Group chief executive officer Jamie Ling said the bank is projecting a slightly higher loan growth compared to the three per cent achieved in FY2024, supported by resilient domestic demand and the improving labour market.

“We always said we want to grow above the GDP growth and when we look at the gross domestic product (GDP) for 2024 at 4.5 per cent, I expect we should grow around 1.25 times of GDP for FY2025 in terms of target loan growth,” he told reporters during its FY2024 results briefing here Monday.

He also noted that the FY2025 loan growth would be driven by middle market companies and small and medium enterprises, he said.

“On the catalyst of the industrialisation of Malaysia’s economy, Ambank would grow in line with that policy direction as that is where the leading engine for lending is going to be.

“As for retail, it would be more selective particularly in terms of mortgages, while for the large infrastructure and construction projects that the government has launched, that will be for the wholesale and business banking segment,” he said.

Meanwhile, for FY2024, he pointed out that AmBank posted a lower loan growth of three per cent compared with what it had earlier targeted, which was about six per cent.

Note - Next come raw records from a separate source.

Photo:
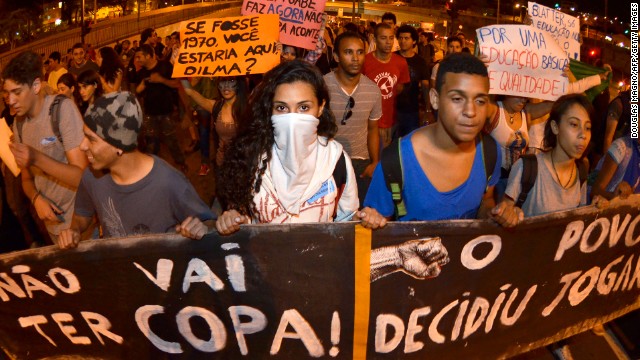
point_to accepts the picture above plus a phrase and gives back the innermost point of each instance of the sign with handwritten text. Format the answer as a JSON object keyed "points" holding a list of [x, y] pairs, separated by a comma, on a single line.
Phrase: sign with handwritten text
{"points": [[563, 28], [523, 61], [300, 20], [229, 46]]}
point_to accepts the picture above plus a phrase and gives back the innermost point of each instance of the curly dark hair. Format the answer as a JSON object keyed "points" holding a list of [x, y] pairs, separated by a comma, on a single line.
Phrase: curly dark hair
{"points": [[24, 68], [248, 156], [111, 64], [559, 108]]}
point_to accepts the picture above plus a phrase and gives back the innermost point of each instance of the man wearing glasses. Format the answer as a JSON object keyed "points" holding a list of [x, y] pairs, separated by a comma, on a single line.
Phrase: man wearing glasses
{"points": [[80, 63], [356, 103]]}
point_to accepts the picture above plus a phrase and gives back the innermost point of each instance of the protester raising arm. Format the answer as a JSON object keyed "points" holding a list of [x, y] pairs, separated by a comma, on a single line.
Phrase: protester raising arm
{"points": [[620, 172]]}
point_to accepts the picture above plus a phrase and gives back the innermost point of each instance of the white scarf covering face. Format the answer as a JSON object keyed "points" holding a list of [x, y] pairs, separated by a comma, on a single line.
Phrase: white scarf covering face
{"points": [[294, 158]]}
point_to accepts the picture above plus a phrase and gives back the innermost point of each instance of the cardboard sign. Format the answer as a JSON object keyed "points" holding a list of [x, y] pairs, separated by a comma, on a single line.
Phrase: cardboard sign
{"points": [[327, 290], [563, 28], [524, 61], [300, 20], [227, 46]]}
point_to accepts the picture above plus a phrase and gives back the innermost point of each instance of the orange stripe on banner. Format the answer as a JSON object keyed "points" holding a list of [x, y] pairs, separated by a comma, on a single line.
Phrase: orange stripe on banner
{"points": [[362, 292]]}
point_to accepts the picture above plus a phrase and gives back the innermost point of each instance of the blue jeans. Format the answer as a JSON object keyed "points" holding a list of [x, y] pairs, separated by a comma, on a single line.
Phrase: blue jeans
{"points": [[407, 122]]}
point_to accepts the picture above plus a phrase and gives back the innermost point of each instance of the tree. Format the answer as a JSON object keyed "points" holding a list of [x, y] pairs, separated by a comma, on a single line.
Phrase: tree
{"points": [[17, 25]]}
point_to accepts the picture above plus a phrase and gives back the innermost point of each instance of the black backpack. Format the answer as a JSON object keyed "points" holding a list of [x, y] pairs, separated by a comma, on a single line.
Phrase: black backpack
{"points": [[391, 162], [530, 174], [54, 116], [340, 177]]}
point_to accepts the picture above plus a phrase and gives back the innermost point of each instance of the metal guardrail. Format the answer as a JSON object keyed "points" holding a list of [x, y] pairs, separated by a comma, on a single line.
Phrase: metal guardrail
{"points": [[109, 31]]}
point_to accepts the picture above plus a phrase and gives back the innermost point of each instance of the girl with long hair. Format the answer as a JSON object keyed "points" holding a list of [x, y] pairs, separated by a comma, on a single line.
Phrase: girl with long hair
{"points": [[90, 88], [284, 165], [225, 117], [111, 69]]}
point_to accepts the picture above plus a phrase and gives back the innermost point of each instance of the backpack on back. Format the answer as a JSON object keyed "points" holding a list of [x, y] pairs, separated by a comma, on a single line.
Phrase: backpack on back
{"points": [[391, 162]]}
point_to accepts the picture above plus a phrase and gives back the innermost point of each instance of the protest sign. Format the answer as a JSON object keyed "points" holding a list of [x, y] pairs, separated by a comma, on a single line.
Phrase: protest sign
{"points": [[563, 28], [327, 290], [300, 20], [523, 61], [229, 46]]}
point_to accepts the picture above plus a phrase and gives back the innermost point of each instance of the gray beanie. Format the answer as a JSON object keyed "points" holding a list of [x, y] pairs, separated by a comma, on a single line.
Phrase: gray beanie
{"points": [[116, 118]]}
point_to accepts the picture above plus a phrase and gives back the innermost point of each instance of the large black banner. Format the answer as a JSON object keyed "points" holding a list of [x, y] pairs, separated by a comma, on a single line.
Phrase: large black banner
{"points": [[455, 289]]}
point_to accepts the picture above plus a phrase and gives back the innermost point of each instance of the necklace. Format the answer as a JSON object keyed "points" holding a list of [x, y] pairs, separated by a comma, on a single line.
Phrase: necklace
{"points": [[553, 164]]}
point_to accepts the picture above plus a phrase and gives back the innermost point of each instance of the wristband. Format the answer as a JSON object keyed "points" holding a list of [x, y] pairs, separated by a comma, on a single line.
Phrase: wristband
{"points": [[33, 199]]}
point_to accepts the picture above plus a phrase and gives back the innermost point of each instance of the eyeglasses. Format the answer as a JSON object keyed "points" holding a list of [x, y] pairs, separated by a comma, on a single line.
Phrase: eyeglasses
{"points": [[347, 111]]}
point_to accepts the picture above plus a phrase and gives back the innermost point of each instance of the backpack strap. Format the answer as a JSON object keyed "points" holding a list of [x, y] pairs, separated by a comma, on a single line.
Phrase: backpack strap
{"points": [[19, 123], [528, 177], [391, 162], [340, 177], [489, 155], [54, 115]]}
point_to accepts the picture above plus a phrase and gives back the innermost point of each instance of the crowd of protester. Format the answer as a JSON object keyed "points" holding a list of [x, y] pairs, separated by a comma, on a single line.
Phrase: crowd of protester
{"points": [[375, 124]]}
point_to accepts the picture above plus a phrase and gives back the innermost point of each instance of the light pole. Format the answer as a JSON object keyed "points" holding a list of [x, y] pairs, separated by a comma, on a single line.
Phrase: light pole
{"points": [[82, 24]]}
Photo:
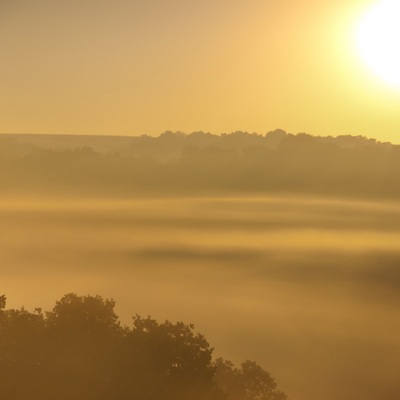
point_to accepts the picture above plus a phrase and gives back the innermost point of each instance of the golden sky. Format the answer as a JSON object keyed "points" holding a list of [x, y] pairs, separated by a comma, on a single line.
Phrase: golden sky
{"points": [[136, 67]]}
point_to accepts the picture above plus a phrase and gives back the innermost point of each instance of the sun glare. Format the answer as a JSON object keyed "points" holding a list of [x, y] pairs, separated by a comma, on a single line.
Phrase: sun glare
{"points": [[378, 40]]}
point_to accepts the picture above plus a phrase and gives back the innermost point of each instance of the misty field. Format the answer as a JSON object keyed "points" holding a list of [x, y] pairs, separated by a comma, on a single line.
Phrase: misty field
{"points": [[307, 287]]}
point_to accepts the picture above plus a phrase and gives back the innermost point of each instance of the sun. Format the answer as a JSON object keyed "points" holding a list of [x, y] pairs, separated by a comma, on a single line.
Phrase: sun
{"points": [[378, 40]]}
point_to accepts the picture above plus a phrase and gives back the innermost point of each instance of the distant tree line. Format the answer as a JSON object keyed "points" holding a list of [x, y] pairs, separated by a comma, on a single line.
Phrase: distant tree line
{"points": [[80, 351], [202, 163]]}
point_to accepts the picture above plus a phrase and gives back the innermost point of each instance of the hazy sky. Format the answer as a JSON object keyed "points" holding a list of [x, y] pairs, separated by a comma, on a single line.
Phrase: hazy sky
{"points": [[144, 66]]}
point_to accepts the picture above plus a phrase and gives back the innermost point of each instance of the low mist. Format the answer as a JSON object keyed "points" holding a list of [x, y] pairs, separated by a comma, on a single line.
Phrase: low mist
{"points": [[306, 286]]}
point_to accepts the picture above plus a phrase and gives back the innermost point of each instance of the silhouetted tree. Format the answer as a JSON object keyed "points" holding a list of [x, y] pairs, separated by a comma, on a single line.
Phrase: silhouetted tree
{"points": [[249, 382]]}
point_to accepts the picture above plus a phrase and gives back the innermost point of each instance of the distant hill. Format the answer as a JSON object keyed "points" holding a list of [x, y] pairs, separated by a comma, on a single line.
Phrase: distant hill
{"points": [[200, 163]]}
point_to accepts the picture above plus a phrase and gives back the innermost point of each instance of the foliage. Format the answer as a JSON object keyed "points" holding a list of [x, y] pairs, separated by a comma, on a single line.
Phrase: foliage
{"points": [[79, 350]]}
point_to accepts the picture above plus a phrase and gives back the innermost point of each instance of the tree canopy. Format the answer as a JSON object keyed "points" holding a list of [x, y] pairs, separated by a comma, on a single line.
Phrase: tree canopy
{"points": [[80, 350]]}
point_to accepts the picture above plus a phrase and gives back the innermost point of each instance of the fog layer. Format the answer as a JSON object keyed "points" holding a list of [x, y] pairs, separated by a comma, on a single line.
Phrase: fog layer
{"points": [[306, 286]]}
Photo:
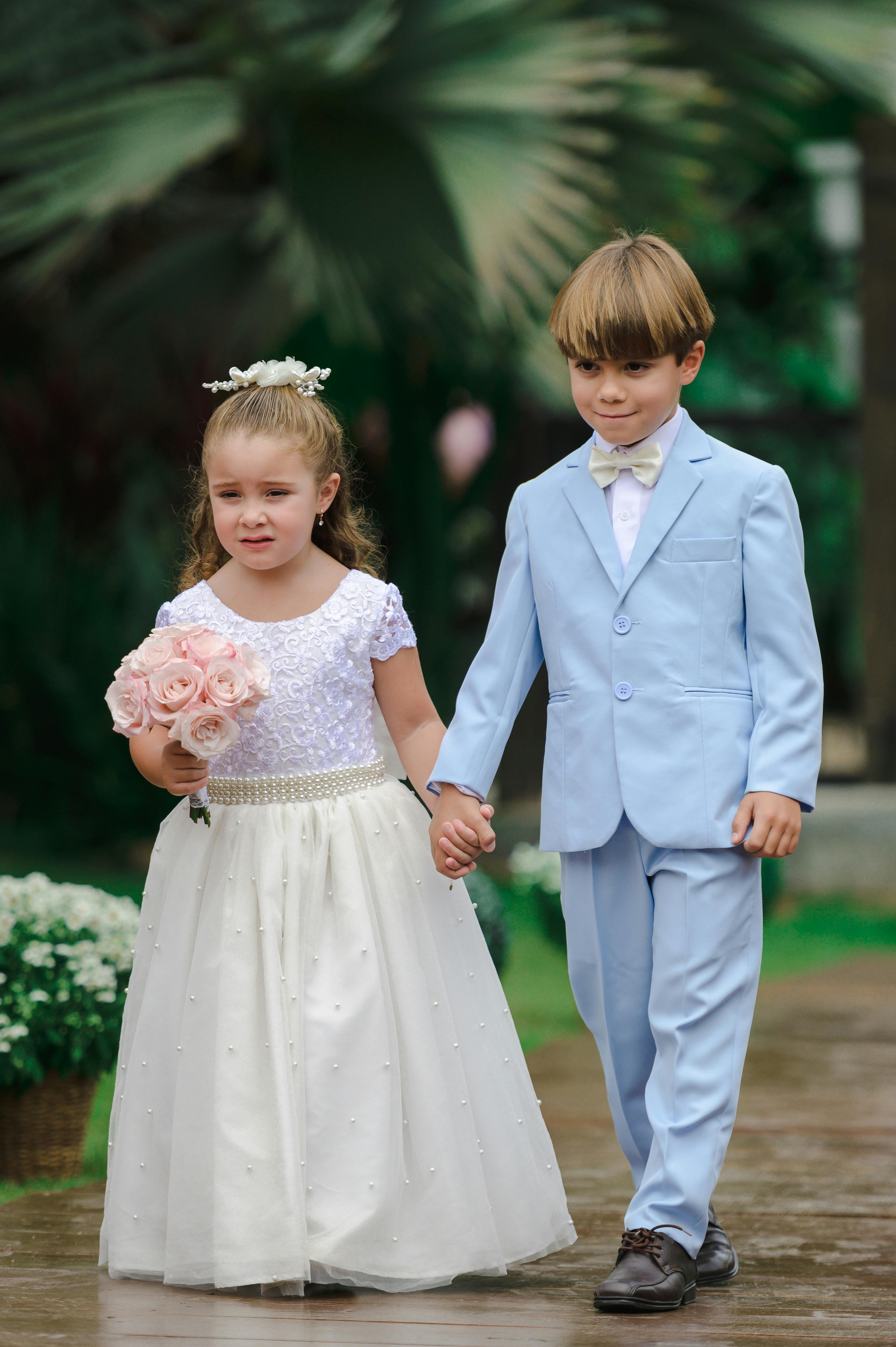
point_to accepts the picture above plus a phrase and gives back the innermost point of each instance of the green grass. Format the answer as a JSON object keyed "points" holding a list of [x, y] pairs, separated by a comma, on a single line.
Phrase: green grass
{"points": [[95, 1150], [821, 933]]}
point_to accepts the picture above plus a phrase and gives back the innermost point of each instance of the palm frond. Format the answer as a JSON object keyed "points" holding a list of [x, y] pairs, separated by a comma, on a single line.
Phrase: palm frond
{"points": [[853, 44]]}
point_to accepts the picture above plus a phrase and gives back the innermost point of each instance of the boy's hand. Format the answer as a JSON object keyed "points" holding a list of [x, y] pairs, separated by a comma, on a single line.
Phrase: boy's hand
{"points": [[459, 832], [182, 774], [777, 825]]}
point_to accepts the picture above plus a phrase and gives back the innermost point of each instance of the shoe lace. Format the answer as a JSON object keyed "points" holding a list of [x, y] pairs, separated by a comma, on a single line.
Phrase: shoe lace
{"points": [[643, 1240]]}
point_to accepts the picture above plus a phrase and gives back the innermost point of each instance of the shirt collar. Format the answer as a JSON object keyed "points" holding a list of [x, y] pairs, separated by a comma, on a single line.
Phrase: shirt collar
{"points": [[665, 437]]}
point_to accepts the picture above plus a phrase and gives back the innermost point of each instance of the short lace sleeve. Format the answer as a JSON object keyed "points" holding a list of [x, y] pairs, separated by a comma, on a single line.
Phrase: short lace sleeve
{"points": [[394, 630]]}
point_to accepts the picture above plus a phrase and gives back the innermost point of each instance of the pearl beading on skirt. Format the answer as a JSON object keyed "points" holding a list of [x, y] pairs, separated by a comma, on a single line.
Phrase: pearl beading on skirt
{"points": [[283, 790]]}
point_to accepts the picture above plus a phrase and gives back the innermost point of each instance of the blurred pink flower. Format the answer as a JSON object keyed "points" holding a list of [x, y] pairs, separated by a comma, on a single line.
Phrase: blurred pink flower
{"points": [[464, 441]]}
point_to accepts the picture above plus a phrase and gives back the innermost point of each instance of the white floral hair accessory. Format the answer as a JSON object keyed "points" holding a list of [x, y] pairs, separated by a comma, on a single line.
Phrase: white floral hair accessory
{"points": [[275, 374]]}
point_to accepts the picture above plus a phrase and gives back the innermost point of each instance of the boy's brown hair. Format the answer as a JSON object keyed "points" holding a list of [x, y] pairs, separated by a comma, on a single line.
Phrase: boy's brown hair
{"points": [[634, 297]]}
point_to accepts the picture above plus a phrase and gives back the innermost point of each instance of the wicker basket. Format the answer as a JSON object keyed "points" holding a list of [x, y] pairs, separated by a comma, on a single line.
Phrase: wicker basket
{"points": [[42, 1131]]}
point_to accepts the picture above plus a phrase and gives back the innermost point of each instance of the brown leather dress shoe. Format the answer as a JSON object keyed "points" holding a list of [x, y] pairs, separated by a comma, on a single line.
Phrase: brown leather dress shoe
{"points": [[717, 1261], [653, 1272]]}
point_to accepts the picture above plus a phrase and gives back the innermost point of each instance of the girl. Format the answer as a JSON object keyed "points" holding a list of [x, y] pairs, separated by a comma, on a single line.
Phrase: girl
{"points": [[320, 1079]]}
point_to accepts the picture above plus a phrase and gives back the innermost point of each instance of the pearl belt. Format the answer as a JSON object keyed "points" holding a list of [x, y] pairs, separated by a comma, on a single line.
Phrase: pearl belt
{"points": [[309, 786]]}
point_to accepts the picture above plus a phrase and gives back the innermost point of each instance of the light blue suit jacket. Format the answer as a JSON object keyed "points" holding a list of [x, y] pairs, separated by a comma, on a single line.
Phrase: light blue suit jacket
{"points": [[720, 662]]}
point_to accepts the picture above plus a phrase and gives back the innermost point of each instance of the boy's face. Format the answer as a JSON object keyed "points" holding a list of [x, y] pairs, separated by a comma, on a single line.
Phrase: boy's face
{"points": [[626, 401]]}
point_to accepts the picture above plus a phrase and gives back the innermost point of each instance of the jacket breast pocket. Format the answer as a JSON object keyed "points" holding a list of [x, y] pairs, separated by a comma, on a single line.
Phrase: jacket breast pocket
{"points": [[702, 550]]}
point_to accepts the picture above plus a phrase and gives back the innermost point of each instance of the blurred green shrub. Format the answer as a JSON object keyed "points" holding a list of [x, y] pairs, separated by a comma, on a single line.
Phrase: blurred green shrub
{"points": [[487, 900], [537, 876]]}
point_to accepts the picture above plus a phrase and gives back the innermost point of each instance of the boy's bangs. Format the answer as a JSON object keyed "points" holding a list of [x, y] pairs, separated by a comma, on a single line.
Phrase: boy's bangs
{"points": [[633, 298]]}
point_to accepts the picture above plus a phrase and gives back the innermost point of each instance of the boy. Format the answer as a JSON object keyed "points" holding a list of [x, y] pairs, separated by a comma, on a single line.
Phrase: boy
{"points": [[659, 574]]}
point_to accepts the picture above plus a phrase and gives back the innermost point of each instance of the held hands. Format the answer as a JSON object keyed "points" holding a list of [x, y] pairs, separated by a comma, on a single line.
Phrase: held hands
{"points": [[777, 824], [459, 832], [182, 774]]}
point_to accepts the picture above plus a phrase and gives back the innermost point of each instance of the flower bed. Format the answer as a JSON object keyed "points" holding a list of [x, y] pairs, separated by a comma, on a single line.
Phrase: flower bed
{"points": [[65, 958]]}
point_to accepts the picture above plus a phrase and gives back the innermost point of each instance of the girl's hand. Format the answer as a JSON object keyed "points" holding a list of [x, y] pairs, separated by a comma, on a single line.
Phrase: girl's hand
{"points": [[182, 774]]}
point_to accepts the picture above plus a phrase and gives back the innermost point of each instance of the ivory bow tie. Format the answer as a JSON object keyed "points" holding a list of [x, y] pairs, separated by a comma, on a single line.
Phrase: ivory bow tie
{"points": [[646, 464]]}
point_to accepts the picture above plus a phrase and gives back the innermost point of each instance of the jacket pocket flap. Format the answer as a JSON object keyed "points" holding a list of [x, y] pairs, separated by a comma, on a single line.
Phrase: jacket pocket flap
{"points": [[702, 549]]}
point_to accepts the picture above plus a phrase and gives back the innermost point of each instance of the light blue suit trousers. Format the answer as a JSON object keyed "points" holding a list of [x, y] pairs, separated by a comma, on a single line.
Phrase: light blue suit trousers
{"points": [[665, 949]]}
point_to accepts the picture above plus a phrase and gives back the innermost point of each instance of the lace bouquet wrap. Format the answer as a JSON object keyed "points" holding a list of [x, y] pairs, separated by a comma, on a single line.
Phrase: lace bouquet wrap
{"points": [[196, 683]]}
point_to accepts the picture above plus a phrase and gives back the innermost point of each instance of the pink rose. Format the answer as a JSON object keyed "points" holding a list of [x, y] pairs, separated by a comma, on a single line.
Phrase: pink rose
{"points": [[205, 731], [174, 687], [127, 700], [227, 683], [150, 655], [258, 671], [207, 646]]}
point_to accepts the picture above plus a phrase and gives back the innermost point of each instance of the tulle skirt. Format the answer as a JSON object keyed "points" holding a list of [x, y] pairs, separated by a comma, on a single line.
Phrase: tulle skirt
{"points": [[318, 1077]]}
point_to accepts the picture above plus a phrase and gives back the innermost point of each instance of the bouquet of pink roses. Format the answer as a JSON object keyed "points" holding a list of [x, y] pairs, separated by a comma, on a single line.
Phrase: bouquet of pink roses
{"points": [[197, 683]]}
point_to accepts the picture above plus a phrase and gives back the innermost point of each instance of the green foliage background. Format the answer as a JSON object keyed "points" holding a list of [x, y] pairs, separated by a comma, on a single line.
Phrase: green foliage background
{"points": [[395, 189]]}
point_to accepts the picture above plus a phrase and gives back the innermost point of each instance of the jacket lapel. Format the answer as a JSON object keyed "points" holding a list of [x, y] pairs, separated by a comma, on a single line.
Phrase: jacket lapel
{"points": [[677, 484], [588, 500]]}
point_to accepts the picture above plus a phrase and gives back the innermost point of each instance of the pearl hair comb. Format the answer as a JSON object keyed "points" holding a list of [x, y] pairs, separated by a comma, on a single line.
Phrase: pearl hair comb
{"points": [[275, 374]]}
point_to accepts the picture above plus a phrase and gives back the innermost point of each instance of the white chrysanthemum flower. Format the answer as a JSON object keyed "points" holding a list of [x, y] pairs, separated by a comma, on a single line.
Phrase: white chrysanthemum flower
{"points": [[40, 954], [534, 867]]}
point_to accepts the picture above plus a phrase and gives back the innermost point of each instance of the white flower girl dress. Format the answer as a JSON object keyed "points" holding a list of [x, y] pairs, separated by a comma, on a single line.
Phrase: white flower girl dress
{"points": [[318, 1077]]}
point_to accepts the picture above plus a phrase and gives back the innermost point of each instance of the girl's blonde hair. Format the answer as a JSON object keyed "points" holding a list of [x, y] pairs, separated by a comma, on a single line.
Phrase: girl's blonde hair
{"points": [[312, 429]]}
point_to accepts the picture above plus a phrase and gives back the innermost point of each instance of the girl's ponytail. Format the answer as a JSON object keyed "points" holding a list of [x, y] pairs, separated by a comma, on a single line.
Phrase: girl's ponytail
{"points": [[312, 429]]}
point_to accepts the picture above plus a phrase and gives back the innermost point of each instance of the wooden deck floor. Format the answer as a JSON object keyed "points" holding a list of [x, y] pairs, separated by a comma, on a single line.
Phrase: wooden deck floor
{"points": [[809, 1195]]}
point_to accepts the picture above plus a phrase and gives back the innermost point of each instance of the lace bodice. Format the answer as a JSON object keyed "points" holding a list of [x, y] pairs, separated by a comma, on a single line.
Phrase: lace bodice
{"points": [[320, 715]]}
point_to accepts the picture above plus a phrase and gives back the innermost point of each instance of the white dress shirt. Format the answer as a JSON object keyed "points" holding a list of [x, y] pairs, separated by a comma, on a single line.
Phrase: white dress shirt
{"points": [[627, 499]]}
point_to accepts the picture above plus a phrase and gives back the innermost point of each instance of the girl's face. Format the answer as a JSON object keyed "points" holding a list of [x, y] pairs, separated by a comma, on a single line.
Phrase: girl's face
{"points": [[265, 500]]}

The loan growth was largely dragged by a large loan repayment in corporate banking in FY2024 of about RM1.4 billion plus some risk tightening policy in the mortgage segment which resulted in slower loan approvals.

“On corporate lending, we did participate in refinancing but in the bond format. For the mortgage segment, we need to step back and look at mortgage pricing for profitability and also looking at mortgage quality in terms of our risk factors,” he said.

Looking at the net interest margin (NIM) compression for FY2024, he said, it was not unique to AmBank as it had been experienced by all banks in Malaysia.

AmBank's NIM, he said, was compressed to 1.79 per cent in FY2024, which is about the banking industry average last year versus 2.07 per cent the previous year, causing its net interest income (NII) to decline by 6.7 per cent year-on-year.

However, Ling said he expected its NIM to expand in the first quarter (1Q) of FY2025 following the improvement the bank had seen in April, the first month of its financial year.

Group chief financial officer Shafiq Abdul Jabbar said the bank is also internally relooking at deposit composition and considering different funding sources to remain fluid.

“Overall, the initiatives that we have taken in the new financial year has already seen some reduction in the cost of funds.

“So at least for 1Q, we expect to see an expansion of NIM,” he  added.